The role of the outer hair cells in hearing is both sensory and mechanical. When the organ of Corti begins to vibrate in response to the incoming sound, each hair cell will sense the vibration through the bending of its stereocilia. The bending results in a change in the outer hair cell's internal electrical potential which drives electromotility. If the resulting mechanical force is at the natural frequency of that portion of the cochlea then the magnitude of the vibration will increase. If the electomotile force is at a different frequency, the vibrations will decrease. The system now has greater sensitivity and frequency selectivity than when the outer hair cells are missing or damaged. The refined mechanical vibrations of the organ of Corti are transmitted to the inner hair cells which excite the 8th nerve fibers at their base and tell the central nervous system that there is energy at a specific frequency in the sound entering the ear. One consequence of having an active system is that oscillations can occur even when no energy is coming into the system from the outside. This happens in the cochlea and the resulting sound vibrations can be measured in the ear canal. These are called spontaneous otoacoustic emissions and are only observed in living ears. Measuring otoacoustic emissions has become an important diagnostic tool for determining if outer hair cells are working.

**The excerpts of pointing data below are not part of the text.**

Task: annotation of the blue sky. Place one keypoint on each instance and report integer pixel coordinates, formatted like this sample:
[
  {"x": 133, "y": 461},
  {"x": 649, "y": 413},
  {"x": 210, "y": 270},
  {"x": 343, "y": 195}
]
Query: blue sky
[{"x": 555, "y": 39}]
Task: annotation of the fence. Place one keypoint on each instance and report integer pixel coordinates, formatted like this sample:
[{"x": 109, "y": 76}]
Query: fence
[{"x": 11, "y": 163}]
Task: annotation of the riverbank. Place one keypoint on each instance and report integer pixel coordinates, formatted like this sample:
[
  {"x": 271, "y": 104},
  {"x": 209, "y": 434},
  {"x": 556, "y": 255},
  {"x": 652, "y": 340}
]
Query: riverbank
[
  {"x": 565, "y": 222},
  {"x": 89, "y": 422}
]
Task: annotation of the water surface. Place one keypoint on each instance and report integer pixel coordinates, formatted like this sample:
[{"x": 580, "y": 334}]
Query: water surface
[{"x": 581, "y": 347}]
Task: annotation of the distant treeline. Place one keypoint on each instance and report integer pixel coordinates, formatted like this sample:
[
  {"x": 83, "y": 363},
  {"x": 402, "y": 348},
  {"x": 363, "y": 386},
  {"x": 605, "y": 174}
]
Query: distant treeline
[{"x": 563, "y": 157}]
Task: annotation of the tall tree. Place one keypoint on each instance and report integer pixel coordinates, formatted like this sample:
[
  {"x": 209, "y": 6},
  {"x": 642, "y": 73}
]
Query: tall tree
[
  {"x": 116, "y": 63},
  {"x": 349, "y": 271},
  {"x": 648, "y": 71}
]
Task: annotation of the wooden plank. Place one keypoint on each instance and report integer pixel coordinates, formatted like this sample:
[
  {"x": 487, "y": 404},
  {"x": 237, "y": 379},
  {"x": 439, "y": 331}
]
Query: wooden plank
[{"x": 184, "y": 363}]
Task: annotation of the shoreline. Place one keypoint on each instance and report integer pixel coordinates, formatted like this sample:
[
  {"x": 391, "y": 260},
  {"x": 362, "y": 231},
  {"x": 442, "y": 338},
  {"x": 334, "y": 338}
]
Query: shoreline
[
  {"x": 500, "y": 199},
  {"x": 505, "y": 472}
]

As shown in Figure 9 above, active tuning is achieved when the child pumps energy into the system. When the pumping is done at the natural frequency and at the correct time in the cycle the swing goes higher and tuning is improved. The improved tuning is best appreciated by attempting to pump at a frequency that is different than the natural frequency. In contrast with the parent pushing, no amount of pumping will make the swing move at the new frequency, in fact the magnitude of the swinging rapidly decreases. This ability to narrow the range of frequencies at which the swing will oscillate is equivalent to what the outer hair cell does in hearing.